Weekly Verse: Returning to the Classroom

Throughout your adult years as an educator, you’ve encountered on their first school day, children teetering nervously at the edge of the classroom. With bags almost empty and old clothes handed down to them, their newly starched shirts awkwardly wrapped around their thin shoulders. As time wears on, these same children you happened upon, changed and reshaped, seemingly omnipresent: at the café, in the supermarket line, on a city corner, strolling with their dog, manoeuvring a pushchair, idly waiting for the traffics signals to shift.

Then, during a late night journey home, you arrive at a police checkpoint where an unfortunate fatality has just occurred.
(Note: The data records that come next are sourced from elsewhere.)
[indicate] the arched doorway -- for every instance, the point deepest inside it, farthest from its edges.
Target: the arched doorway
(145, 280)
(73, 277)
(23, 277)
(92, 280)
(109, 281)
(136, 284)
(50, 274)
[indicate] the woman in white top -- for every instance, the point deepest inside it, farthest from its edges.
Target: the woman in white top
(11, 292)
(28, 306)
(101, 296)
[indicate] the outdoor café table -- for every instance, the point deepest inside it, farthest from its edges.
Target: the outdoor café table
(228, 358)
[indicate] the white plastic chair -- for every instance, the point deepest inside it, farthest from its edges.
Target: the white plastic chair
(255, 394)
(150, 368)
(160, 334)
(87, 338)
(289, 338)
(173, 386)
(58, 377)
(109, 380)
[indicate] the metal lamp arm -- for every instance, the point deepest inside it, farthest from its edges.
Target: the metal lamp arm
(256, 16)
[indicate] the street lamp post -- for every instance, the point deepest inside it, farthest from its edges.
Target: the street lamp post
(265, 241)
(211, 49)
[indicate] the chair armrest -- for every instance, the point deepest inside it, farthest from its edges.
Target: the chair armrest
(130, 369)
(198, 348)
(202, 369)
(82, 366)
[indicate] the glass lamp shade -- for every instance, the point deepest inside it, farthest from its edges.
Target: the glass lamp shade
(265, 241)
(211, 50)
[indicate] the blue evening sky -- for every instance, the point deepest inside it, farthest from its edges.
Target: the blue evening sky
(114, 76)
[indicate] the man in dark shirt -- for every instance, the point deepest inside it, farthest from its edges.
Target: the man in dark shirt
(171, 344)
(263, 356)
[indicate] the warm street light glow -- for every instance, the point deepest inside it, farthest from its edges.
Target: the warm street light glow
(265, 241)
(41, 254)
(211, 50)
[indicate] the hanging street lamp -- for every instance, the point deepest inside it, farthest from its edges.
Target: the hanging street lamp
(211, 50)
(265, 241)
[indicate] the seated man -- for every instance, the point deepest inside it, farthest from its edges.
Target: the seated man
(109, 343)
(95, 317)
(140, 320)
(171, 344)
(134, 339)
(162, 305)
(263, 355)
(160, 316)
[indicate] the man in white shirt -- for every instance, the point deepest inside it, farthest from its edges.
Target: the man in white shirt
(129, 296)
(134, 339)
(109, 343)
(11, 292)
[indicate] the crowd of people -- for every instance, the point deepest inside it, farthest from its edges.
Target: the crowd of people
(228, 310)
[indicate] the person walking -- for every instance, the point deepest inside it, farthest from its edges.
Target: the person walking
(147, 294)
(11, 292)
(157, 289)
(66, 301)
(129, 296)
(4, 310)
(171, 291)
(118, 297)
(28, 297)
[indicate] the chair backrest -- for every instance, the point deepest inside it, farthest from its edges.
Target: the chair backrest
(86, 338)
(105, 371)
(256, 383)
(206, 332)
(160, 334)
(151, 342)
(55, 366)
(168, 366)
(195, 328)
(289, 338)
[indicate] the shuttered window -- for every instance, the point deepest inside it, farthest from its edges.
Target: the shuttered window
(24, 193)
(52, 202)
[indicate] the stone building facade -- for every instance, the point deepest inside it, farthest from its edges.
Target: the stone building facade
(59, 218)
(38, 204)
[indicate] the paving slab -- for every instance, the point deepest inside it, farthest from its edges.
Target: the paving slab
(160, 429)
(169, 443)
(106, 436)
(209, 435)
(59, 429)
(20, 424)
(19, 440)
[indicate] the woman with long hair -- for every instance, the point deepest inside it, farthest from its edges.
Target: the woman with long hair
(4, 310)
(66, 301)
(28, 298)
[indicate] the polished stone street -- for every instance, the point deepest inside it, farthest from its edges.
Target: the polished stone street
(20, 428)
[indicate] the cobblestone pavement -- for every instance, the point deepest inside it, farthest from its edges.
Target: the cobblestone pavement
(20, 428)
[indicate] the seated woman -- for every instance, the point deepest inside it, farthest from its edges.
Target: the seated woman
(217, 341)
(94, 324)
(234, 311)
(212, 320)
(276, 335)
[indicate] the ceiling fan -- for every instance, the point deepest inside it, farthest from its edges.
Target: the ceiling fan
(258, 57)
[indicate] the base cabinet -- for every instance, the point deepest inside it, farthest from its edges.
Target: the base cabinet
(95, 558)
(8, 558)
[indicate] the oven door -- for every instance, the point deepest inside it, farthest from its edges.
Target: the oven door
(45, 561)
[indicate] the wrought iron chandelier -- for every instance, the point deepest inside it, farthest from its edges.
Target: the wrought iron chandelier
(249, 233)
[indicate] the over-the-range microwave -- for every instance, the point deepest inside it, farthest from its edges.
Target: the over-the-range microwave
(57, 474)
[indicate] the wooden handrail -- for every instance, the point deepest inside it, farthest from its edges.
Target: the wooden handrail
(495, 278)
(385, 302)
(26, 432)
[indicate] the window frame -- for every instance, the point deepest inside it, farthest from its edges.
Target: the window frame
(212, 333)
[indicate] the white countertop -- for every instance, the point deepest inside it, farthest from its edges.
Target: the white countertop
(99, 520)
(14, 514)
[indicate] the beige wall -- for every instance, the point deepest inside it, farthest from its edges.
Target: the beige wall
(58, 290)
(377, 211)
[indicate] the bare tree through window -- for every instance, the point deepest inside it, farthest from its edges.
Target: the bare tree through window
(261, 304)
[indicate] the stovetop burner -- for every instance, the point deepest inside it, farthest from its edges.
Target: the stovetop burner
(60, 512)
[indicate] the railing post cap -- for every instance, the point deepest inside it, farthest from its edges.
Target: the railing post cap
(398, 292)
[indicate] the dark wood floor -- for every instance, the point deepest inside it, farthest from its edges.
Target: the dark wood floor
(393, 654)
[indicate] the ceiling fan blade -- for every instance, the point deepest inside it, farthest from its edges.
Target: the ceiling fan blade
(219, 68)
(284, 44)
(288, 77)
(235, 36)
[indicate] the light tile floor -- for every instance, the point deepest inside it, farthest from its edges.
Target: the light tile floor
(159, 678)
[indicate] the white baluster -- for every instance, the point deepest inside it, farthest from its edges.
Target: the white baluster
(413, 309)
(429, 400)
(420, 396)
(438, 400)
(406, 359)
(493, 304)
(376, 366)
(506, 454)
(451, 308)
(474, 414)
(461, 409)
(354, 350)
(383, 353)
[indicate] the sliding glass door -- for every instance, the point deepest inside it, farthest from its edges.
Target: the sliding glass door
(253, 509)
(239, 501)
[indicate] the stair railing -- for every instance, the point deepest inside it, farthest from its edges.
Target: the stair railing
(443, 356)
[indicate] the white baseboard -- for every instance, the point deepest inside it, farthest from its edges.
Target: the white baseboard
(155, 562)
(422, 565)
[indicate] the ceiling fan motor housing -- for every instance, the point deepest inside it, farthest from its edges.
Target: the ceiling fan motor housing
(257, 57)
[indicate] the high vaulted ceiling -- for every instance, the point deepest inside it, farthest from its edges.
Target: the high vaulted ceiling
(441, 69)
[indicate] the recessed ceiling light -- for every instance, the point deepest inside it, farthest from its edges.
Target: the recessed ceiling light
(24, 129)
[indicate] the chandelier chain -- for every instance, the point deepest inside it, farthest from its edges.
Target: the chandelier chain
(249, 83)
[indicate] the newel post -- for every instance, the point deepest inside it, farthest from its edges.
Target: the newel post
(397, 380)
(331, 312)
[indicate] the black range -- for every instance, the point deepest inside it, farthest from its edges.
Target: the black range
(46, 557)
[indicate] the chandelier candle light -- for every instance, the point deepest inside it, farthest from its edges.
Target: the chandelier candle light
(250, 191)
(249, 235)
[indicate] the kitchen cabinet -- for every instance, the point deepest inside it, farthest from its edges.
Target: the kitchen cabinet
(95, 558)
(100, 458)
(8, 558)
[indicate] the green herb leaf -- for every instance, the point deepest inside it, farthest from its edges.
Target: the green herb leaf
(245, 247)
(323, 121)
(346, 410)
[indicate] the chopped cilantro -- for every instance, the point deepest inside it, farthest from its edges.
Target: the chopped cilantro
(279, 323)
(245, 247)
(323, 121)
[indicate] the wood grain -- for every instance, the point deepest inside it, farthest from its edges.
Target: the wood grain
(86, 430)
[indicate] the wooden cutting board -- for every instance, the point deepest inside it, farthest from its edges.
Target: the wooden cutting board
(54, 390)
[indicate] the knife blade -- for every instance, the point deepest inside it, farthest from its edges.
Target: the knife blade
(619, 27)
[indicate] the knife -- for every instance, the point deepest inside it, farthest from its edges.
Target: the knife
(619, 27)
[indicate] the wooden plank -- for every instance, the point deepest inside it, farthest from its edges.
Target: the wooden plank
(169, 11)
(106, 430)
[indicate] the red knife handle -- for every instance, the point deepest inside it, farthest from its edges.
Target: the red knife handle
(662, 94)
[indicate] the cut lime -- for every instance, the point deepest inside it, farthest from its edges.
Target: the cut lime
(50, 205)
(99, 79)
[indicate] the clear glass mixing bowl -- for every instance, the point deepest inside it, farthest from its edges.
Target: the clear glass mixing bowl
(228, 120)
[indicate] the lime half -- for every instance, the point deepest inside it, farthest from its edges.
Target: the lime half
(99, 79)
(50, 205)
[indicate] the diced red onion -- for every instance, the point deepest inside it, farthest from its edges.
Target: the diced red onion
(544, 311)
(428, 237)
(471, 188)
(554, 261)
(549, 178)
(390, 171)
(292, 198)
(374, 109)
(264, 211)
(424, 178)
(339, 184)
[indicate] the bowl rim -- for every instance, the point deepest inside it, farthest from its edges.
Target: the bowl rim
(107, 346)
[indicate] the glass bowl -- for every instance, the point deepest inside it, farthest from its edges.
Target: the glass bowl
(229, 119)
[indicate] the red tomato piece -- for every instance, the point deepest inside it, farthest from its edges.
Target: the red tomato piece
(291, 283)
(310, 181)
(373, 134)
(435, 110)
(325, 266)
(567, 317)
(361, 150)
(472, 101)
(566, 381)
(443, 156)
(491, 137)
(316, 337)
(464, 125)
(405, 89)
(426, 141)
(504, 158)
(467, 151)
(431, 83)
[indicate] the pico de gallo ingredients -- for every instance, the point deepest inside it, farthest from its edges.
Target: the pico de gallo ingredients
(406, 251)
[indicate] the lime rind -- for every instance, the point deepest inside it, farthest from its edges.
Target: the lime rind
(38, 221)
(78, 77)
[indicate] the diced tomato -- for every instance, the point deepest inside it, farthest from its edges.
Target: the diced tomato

The flashing blue lights casting an eerily slow, submerged ambiance over the scene. You lower your car window and, reflected in the gaze looking back at you, you catch glimpse of your astonished expression mirrored in the brief wavering uncertainty. In those moments, you long to give reassurance, but are prohibited by the constraints of adulthood. Unable to utter, ‘You’re doing fine, there’s no rush, you’re brilliant.’

Pat Boran, a poet, editor and maker of short films is set to release his new array of poems, Hedge School, in November, published by Dedalus Press.

Pat Boran, a versifier, curator, and microfilm producer, is set to release his latest anthology of poetry called “Hedge School”, under Dedalus Press, anticipated to be available this coming November.